Flight Delays from San Diego International Airport.
-
Background.
In 2021, 14.5% of flights departing from San Diego International Airport offered by Southwest Airlines, American Airlines, United Airlines, and Delta Airlines were delayed. According to Statistica*, these four airlines held the largest portions of domestic market share in 2021.
The purpose of this project is to explore the flight delays out of San Diego International Airport from Southwest Airlines, American Airlines, United Airlines, and Delta Airlines, to discover the main causes of flight delays from 2017-2021. Identifying leading causes of flight delays can point to areas where these airlines can improve.
*Statistic: https://www.statista.com/statistics/250577/domestic-market-share-of-leading-us-airlines/
-
Context.
This project was completed as part of the CareerFoundry's curriculum.
Topics covered were sourcing data, geographical visualizations, supervised machine learning (regression), unsupervised machine learning (clustering), time-series analysis, and dashboards.
This knowledge was used to explore and analyze flight delay data.
-
Tools.
Python - a programming language that can be used to manipulate data frames and create visualizations.
Tableau - software for data visualization.
The Path to Uncovering Causes of Delays.
Sourced open data from the US Bureau of Transportation.
Decided which data sets to be used in project.
Profiled datasets and documented related information, such as collection method, contents, limitations and relevance.
2. Wrangled, cleaned, and merged datasets.
Determined which variables from each dataset were necessary for analysis.
3. Derived new variables from the main dataset.
Formulated conditions through which new variables should be generated.
4. Familiarized self with data further through exploratory analysis.
Created initial visualizations (heat maps, scatterplots, pairplots, histograms, and catplot) to guide analysis and further understanding of data.
Developed an understanding of the data that allowed later advanced analysis to be conducted smoothly.
5. Constructed a hypothesis and additional questions to guide later analysis.
6. Designed a choropleth map through use of folium, a library allowing for geospatial visualization, and a json file, which contained the coordinates of states, to locate flight destinations.
7. Used supervised and unsupervised machine learning to evaluate trends in data.
Established which type of algorithm best fits the needs of the data.
Analyzed the results of the algorithms.
8. Built a Tableau storyboard and GitHub repository to document project findings and process.

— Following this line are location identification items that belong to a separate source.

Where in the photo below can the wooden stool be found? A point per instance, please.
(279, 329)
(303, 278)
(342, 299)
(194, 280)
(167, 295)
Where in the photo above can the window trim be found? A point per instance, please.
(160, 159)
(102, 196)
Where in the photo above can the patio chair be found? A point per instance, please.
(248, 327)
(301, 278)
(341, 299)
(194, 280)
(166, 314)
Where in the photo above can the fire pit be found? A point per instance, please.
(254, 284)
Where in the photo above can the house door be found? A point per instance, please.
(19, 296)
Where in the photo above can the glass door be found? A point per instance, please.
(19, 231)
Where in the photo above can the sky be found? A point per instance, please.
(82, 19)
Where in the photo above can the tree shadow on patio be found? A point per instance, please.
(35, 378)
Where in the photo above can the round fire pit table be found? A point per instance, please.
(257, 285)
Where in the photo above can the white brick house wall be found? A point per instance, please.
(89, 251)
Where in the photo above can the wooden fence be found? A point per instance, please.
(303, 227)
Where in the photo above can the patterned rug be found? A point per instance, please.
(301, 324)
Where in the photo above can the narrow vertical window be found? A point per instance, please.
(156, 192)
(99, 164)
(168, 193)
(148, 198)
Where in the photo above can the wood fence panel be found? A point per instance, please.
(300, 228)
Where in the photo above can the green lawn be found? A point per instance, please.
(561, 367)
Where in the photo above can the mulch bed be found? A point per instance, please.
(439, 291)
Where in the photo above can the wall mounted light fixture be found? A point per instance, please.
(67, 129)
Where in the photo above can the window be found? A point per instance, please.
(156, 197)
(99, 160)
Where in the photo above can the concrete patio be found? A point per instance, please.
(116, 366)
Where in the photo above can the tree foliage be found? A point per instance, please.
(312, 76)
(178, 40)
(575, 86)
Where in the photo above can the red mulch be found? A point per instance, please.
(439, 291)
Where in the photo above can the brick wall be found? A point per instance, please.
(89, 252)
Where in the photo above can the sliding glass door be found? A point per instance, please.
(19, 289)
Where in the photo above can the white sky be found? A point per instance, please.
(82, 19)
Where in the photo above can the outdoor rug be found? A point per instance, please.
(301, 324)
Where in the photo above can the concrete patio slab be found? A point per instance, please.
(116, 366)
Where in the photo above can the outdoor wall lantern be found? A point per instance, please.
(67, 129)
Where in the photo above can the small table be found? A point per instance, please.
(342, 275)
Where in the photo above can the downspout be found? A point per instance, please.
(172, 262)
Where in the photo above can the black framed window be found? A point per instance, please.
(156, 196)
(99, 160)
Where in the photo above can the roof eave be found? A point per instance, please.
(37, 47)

Incorporated the art of storytelling to convey findings to audience.
Selected visualization type and format for the storyboard, resulting in a cohesive presentation
Key Findings.
Flight destination offerings and popularity changes out of San Diego International Airport based on the airline carrier.
The number of flights offered out of San Diego International airport also varies by airline carrier.
Overall, the four airlines investigated in this project had similar overall delay trends from 2017-2021 out of San Diego International Airport.
The top three causes of delayed flights for all airlines are: delays caused by the carrier., delays caused by a late aircraft arrival, and delays due to the national aviation system.
Each airline struggles with the type of delay a different degree for flights out of San Diego International Airport.
Longer delays are likely happening due to causes that do not occur during the flight.
Deliverables.
-
Tableau Storyboard
-
GitHub Repository
Next Step.
While the above information fulfills the requirements of the project, a next step may include working with the airlines to develop a plan to address the types of delays they are struggling with and monitoring the impact of this plan.